Удовлетворенный моим ответом, он поднимает свой бокал и мой. Я тянусь за ним так быстро, что чуть не опрокидываю его. Поднимая его высоко, он говорит: «živeli!», и это звучит как жив-йэлл-и.
Не зная, что это значит, и серьезно не заботясь, я чокаюсь с ним и говорю:
— živeli!
Он улыбается в первый раз и опустошает свой стакан, как будто это вода. Я нюхаю напиток. Запах ударят в нос, как моча лошади. Не теряя ни минуты на размышления об этом, я глотаю. И жидкость тут же обжигает мой рот и горло.
«Моча лошади? Больше похоже на растворитель!»
Будучи человеком, который хочет произвести впечатление, я пытаюсь подавить кашель, пока мое лицо не становится синим. Отец Нат смеется, когда видит мое лицо:
— Кашляй, или ты умрешь!
Принимая его совет, я киваю, потом кашляю. И кашляю. И кашляю так сильно, что я почти давлюсь.
Как только я беру кашель под контроль, я смотрю на мужчину и хриплю:
— Чертовски крепкий напиток.
Он улыбается так широко, выглядя почти гордым, и говорит:
— Самодельный. Помогает от всего. Кашель, ожог, порезы... от всего.

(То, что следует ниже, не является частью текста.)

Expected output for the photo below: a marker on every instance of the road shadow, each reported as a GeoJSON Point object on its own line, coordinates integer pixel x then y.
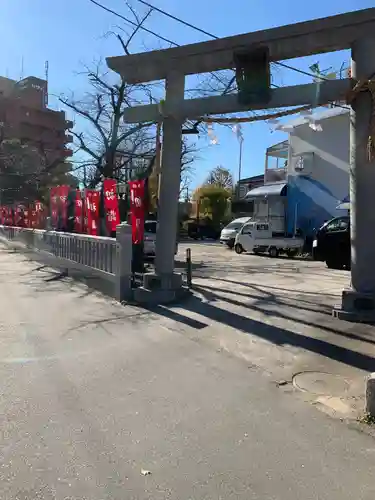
{"type": "Point", "coordinates": [276, 335]}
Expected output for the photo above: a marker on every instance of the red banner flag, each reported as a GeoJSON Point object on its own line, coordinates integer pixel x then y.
{"type": "Point", "coordinates": [40, 215]}
{"type": "Point", "coordinates": [137, 207]}
{"type": "Point", "coordinates": [111, 208]}
{"type": "Point", "coordinates": [78, 213]}
{"type": "Point", "coordinates": [92, 211]}
{"type": "Point", "coordinates": [54, 206]}
{"type": "Point", "coordinates": [2, 215]}
{"type": "Point", "coordinates": [33, 217]}
{"type": "Point", "coordinates": [63, 193]}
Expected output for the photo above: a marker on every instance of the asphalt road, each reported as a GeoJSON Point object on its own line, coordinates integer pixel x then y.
{"type": "Point", "coordinates": [93, 394]}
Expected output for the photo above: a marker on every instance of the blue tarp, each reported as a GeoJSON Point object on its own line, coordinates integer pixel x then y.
{"type": "Point", "coordinates": [277, 189]}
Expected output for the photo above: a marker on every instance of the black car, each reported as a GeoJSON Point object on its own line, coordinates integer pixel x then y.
{"type": "Point", "coordinates": [332, 243]}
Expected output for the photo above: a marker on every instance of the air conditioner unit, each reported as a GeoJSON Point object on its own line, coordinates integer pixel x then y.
{"type": "Point", "coordinates": [303, 163]}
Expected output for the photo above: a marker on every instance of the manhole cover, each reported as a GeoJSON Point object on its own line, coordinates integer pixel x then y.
{"type": "Point", "coordinates": [320, 383]}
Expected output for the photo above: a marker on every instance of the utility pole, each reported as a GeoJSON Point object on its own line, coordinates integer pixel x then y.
{"type": "Point", "coordinates": [239, 168]}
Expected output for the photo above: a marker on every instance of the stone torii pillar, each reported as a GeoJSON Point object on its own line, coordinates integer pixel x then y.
{"type": "Point", "coordinates": [358, 302]}
{"type": "Point", "coordinates": [169, 188]}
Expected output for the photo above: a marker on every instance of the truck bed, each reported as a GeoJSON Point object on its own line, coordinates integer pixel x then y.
{"type": "Point", "coordinates": [281, 243]}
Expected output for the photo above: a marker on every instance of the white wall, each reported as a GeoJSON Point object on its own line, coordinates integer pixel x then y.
{"type": "Point", "coordinates": [324, 181]}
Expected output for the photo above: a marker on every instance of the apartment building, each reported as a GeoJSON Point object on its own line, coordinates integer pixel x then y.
{"type": "Point", "coordinates": [24, 115]}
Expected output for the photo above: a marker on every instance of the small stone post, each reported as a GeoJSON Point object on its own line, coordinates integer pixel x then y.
{"type": "Point", "coordinates": [370, 395]}
{"type": "Point", "coordinates": [123, 262]}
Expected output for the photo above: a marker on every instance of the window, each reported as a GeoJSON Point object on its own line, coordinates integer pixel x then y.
{"type": "Point", "coordinates": [341, 224]}
{"type": "Point", "coordinates": [247, 229]}
{"type": "Point", "coordinates": [236, 226]}
{"type": "Point", "coordinates": [150, 227]}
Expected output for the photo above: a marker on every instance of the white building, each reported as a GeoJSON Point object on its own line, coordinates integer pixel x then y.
{"type": "Point", "coordinates": [305, 189]}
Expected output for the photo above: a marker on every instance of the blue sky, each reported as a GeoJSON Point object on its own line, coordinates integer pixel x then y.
{"type": "Point", "coordinates": [71, 32]}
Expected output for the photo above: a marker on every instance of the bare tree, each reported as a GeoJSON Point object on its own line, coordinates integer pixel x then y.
{"type": "Point", "coordinates": [220, 177]}
{"type": "Point", "coordinates": [27, 172]}
{"type": "Point", "coordinates": [108, 147]}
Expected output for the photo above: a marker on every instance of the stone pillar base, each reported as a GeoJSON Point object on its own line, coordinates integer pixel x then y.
{"type": "Point", "coordinates": [153, 281]}
{"type": "Point", "coordinates": [356, 307]}
{"type": "Point", "coordinates": [160, 289]}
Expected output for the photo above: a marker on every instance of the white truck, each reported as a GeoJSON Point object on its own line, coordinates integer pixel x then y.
{"type": "Point", "coordinates": [257, 237]}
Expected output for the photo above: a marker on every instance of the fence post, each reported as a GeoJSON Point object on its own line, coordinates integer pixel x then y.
{"type": "Point", "coordinates": [188, 267]}
{"type": "Point", "coordinates": [123, 262]}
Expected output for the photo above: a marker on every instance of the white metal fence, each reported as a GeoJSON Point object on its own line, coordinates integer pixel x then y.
{"type": "Point", "coordinates": [106, 259]}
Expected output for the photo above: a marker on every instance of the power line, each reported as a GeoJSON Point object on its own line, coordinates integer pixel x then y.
{"type": "Point", "coordinates": [132, 22]}
{"type": "Point", "coordinates": [200, 30]}
{"type": "Point", "coordinates": [139, 26]}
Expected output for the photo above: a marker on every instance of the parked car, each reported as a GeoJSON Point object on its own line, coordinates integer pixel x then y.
{"type": "Point", "coordinates": [258, 237]}
{"type": "Point", "coordinates": [201, 230]}
{"type": "Point", "coordinates": [332, 243]}
{"type": "Point", "coordinates": [229, 233]}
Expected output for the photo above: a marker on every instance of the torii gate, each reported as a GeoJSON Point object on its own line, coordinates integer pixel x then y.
{"type": "Point", "coordinates": [354, 30]}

Обнимая меня за плечо, он идет к ступенькам и говорит:
— Можешь звать меня Борисом.
Думаю, я только что заполучил на свою сторону отца Нат.
***
Когда из подвала выходят Эш и папа, я выдыхаю, даже не осознавая, что задержала дыхание. Папа обнимает Эша, улыбается и говорит нам, девочкам:
— Я дал ему напиток.
Ракия.
Всегда все сводится к Ракии.
Ракия — это домашний алкоголь, который делают большинство хорватских семей. Для любой хорватской семьи разделить с кем-то ракию является знаком дружбы, что радует меня. Мой отец поделился своим лучшим запасом с Эшем, потому что признал тот факт, что я привела парня домой.

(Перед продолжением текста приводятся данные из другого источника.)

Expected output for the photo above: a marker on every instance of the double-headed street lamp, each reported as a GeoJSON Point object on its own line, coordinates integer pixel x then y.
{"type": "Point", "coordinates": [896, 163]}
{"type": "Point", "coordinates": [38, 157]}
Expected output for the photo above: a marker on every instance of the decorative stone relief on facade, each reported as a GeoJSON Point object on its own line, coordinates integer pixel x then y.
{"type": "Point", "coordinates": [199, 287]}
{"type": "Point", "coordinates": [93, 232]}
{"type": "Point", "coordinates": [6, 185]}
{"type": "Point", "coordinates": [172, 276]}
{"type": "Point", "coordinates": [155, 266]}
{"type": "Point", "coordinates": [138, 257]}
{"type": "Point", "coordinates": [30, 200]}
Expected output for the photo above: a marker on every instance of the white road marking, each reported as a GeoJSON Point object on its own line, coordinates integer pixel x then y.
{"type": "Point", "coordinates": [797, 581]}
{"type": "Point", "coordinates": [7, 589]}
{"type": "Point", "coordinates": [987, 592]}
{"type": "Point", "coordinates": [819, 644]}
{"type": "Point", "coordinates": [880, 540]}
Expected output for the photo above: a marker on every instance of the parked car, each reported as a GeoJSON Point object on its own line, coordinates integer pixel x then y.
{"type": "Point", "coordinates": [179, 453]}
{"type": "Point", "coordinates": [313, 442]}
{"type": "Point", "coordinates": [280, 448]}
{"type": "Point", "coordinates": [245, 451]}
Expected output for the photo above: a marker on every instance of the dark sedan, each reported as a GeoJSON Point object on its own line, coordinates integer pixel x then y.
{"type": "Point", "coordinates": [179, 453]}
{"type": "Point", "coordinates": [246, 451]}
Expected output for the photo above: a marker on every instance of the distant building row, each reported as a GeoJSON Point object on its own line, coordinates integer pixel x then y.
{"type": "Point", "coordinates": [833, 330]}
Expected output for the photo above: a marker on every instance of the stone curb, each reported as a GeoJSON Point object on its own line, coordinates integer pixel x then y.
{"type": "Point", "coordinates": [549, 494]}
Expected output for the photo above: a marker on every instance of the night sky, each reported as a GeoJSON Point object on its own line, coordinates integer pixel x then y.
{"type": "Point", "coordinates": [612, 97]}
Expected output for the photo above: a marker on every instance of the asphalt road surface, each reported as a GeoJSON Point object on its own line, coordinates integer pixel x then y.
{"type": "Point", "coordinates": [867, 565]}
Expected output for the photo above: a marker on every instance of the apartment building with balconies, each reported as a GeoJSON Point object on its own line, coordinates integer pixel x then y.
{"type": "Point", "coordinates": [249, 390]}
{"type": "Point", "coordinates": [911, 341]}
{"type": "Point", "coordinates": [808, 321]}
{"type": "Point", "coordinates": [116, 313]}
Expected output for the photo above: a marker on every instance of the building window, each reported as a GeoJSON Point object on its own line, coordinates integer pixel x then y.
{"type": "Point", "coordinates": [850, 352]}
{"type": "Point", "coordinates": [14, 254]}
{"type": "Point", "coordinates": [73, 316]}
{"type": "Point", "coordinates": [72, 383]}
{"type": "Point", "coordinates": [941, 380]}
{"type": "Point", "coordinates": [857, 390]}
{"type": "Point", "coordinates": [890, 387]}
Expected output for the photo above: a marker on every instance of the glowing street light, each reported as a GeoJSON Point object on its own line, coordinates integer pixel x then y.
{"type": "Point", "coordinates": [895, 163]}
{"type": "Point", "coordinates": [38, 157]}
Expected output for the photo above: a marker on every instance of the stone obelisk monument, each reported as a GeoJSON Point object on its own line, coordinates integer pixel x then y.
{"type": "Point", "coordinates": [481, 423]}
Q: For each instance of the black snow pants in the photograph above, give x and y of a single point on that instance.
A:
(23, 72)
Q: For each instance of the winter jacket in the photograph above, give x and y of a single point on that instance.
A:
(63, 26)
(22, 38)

«Теперь тебе просто нужно объявить, что вы поженились».
Спасибо за напоминание, мозг.
Теперь, когда все в комнате, я встаю, прочищаю горло и становлюсь рядом с Эшем. Затем говорю всем:
— Извините, ребята. Хотела бы я остаться, но сегодня вечером мы возвращаемся домой.
Папа хмурится и спрашивает:
— Зачем? Оставайтесь и поедете завтра.
Мама кивает.
— Да, у нас достаточно комнат.
Качая головой, я говорю:
— Мы не планировали приезжать надолго. Оба должны вернуться на работу, но мы здесь, потому что у нас есть новости. — Я смотрю на Эша и беру его за руку. Он улыбается мне, и я вдруг чувствую себя легче. Оглядываясь на мою семью, я объявляю: — Ашер и я вчера поженились.
Огромная улыбка растягивается на моем лице, и я смотрю, как все погружаются в ошеломленное молчание.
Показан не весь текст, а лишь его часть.